Additional FIPS-specific configure flags:
--enable-fips=v5.2.4
Initramfs Integration
Some embedded platforms require kernel cryptography to be available before the root filesystem mounts—for example, for encrypted root partitions or early secure boot verification. The meta-wolfssl layer provides optional helpers (wolfssl-initramfs.bbclass) to integrate wolfCrypt into initramfs, making FIPS-validated crypto available at early boot without manual initramfs modifications. This ensures seamless integration for Yocto-based projects while keeping build workflows simple.

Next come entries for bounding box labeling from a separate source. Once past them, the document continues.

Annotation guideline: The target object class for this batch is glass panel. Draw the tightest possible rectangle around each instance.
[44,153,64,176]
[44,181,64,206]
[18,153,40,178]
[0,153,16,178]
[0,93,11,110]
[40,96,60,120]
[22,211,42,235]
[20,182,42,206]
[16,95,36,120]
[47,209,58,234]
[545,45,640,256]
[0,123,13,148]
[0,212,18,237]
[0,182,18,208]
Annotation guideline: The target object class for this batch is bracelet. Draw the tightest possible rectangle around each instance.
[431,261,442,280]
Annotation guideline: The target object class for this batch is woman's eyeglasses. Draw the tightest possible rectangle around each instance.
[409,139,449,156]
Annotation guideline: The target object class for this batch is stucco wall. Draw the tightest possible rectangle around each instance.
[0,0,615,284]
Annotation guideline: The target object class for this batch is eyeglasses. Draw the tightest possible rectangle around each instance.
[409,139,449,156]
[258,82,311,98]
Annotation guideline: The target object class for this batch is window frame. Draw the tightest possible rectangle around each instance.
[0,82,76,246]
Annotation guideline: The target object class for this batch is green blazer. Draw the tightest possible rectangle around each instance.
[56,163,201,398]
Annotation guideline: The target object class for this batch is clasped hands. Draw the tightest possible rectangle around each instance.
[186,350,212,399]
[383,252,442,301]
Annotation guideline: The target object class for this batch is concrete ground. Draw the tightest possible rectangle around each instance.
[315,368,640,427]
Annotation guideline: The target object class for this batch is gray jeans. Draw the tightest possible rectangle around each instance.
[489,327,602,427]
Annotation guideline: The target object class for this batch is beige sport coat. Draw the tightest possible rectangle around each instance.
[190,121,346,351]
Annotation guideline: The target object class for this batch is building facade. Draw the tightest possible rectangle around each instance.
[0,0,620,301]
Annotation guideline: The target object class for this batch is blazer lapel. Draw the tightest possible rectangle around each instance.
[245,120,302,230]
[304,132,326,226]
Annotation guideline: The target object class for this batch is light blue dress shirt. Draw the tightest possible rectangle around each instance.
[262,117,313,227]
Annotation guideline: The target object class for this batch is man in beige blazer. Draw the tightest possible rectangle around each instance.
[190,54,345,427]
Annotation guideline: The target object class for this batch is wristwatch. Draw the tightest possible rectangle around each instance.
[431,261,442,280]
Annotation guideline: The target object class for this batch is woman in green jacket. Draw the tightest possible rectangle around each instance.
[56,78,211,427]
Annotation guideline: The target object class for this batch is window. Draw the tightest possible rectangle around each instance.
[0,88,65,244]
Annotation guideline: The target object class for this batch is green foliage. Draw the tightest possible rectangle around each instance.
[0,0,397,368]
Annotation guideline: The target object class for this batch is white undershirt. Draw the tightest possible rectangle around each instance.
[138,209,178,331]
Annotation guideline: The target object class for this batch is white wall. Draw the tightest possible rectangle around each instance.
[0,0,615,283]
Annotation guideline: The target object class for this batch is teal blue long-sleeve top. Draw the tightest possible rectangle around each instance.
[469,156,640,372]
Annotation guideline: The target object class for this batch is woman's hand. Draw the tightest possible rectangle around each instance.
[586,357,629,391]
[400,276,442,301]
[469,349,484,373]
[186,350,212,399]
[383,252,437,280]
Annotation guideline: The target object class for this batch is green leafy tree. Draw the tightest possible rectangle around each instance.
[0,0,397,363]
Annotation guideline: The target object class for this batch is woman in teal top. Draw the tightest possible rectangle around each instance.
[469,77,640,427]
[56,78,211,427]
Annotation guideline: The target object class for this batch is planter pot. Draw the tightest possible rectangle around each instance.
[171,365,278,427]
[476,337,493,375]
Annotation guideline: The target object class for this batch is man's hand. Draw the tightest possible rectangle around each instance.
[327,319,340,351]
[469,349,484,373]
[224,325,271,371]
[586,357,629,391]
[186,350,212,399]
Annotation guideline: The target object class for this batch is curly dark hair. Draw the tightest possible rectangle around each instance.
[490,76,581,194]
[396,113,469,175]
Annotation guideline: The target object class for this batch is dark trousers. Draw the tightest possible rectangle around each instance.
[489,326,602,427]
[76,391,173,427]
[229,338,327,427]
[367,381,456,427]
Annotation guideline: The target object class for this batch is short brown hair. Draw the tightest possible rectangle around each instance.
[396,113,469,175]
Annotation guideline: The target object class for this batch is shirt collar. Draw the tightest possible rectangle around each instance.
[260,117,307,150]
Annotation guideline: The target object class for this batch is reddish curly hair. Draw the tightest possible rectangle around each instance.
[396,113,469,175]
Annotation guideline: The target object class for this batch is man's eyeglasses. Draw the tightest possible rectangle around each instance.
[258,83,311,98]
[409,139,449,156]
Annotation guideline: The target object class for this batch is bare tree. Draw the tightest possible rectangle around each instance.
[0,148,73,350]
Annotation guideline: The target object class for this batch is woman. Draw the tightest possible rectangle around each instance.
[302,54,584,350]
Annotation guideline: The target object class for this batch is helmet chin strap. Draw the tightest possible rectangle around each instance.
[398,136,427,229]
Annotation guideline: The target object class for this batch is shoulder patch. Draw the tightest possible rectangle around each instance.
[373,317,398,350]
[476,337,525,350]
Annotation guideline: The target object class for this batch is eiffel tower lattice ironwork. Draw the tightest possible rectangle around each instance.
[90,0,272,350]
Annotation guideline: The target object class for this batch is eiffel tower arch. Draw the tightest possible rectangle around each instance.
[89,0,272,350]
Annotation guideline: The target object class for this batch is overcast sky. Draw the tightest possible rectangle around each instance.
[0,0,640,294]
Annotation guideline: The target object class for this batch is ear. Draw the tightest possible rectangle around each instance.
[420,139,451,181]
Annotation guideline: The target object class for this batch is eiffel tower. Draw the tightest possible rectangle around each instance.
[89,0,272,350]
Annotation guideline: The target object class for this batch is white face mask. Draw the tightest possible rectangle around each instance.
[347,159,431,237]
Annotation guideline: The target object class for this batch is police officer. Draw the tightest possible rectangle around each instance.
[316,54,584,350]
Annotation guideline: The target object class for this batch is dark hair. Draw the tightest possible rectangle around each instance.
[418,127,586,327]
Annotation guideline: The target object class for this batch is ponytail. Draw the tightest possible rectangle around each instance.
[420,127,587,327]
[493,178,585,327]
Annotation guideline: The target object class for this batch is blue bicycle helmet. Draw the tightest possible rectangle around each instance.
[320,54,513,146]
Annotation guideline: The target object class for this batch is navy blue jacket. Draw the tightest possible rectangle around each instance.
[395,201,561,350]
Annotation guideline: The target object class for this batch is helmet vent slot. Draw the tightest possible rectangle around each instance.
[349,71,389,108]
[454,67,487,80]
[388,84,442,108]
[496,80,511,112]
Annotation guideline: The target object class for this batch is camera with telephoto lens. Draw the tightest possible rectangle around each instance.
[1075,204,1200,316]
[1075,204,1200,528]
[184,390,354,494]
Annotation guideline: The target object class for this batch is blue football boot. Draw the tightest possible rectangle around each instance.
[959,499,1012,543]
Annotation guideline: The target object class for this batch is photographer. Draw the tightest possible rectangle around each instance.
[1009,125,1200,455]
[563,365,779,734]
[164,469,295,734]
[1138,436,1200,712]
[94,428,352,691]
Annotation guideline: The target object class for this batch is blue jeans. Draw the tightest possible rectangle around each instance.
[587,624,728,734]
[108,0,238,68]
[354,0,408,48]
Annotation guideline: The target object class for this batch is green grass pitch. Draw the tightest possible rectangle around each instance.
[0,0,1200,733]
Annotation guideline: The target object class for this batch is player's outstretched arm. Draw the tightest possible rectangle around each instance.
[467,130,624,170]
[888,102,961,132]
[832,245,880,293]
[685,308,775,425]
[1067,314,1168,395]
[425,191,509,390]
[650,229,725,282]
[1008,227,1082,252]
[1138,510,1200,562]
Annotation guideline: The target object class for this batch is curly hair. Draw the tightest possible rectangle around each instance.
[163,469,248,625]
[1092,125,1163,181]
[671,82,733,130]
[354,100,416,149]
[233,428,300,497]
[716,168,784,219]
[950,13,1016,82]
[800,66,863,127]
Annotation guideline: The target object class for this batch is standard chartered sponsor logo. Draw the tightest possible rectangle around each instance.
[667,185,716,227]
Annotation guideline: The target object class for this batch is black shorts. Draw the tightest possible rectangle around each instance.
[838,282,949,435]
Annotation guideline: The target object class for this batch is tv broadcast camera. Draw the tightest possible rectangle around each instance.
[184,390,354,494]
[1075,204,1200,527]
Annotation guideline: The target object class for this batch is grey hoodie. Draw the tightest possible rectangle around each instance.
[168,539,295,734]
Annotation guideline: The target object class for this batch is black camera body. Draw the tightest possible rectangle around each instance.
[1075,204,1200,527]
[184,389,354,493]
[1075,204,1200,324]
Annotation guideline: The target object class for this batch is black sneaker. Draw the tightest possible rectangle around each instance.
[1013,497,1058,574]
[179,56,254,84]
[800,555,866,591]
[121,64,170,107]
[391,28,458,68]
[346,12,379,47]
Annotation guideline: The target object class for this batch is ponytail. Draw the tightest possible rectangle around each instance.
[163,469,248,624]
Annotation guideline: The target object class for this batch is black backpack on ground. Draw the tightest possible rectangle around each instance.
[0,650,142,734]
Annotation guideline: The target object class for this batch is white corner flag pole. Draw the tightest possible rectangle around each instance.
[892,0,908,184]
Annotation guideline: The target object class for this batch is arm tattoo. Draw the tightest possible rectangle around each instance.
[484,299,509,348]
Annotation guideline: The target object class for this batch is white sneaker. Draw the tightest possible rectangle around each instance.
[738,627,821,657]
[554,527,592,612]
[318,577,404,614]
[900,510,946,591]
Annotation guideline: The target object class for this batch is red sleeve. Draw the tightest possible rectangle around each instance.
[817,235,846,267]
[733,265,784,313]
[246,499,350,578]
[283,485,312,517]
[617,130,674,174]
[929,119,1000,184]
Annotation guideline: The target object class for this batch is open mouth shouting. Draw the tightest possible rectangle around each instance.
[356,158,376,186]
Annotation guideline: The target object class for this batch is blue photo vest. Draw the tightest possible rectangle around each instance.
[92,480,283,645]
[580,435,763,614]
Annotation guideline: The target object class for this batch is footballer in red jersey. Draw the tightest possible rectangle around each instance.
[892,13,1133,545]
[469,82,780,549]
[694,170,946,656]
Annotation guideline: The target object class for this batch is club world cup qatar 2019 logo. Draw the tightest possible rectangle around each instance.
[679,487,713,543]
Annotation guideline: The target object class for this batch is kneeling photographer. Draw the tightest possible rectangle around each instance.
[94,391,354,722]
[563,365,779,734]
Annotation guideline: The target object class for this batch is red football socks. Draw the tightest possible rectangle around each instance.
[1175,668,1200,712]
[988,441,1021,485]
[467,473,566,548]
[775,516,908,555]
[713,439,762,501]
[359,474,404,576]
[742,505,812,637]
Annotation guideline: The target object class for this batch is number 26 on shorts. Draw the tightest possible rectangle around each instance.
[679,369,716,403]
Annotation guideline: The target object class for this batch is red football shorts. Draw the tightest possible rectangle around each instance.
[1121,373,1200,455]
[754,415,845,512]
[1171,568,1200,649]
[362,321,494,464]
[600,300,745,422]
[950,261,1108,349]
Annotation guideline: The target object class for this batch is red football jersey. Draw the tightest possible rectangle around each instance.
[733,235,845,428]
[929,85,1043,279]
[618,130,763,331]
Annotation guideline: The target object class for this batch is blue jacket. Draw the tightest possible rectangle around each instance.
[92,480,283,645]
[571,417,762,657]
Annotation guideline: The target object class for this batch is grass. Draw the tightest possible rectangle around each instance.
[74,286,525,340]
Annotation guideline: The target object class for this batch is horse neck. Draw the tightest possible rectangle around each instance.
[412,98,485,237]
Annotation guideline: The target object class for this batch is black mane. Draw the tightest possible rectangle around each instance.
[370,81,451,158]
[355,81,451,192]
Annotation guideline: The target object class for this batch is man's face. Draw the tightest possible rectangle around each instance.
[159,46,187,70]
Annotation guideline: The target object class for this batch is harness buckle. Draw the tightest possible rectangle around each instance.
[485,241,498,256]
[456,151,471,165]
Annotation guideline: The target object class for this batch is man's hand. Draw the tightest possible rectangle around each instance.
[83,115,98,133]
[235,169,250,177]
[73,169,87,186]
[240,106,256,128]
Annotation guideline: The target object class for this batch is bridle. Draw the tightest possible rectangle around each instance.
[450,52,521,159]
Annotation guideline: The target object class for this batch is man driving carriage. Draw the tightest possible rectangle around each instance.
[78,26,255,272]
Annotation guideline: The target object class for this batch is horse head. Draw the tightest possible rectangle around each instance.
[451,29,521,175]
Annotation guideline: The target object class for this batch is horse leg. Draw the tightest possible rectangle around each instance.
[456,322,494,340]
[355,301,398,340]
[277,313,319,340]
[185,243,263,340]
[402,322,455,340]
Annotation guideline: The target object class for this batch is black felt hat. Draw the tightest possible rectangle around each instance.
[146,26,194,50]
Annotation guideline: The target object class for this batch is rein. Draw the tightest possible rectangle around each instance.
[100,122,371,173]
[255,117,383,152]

Deciding Between User-Space and Kernel-Space Crypto
meta-wolfssl supports both user-space wolfSSL (the existing recipes) and kernel-space LinuxKM. Choosing between them depends on your requirements:
| Factor | LinuxKM (Kernel) | wolfSSL (User-space) |
| Performance | Higher (zero-copy paths) | Good (syscall overhead) |
| Latency | Lower, deterministic | Higher, variable |
| Debugging | Harder (kernel context) | Easier (gdb, valgrind) |
| Deployment | Kernel version dependent | Portable binary |
| Use cases | IPsec, dm-crypt, kTLS, early boot | App TLS, HTTPS clients |
Use LinuxKM when: you need crypto in the kernel data path (network stack, block layer, kTLS), require deterministic timing on PREEMPT_RT, need crypto before rootfs mount, or want to feed the Linux Crypto API for IPsec/dm-crypt.
Use user-space wolfSSL when: application-level TLS is sufficient, you need maximum portability, debugging convenience matters, or you’re already in user space when crypto happens.
Both can coexist-many systems use kernel crypto for network/storage and user-space crypto for application protocols.
Supported Platforms
The LinuxKM recipes have been tested with:
- Architectures: ARM64 (AArch64), x86_64, ARM (32-bit)
- Yocto releases: Kirkstone (LTS), Scarthgap, and later
- Kernel versions: Linux 4.x through 6.x, including vendor kernels
- BSPs: meta-tegra (NVIDIA Jetson), meta-freescale (NXP i.MX), meta-ti (TI Sitara), meta-raspberrypi
- Real-time: PREEMPT_RT patched kernels
The meta-wolfssl layer, documentation, and example configurations are available at github.com/wolfSSL/meta-wolfssl.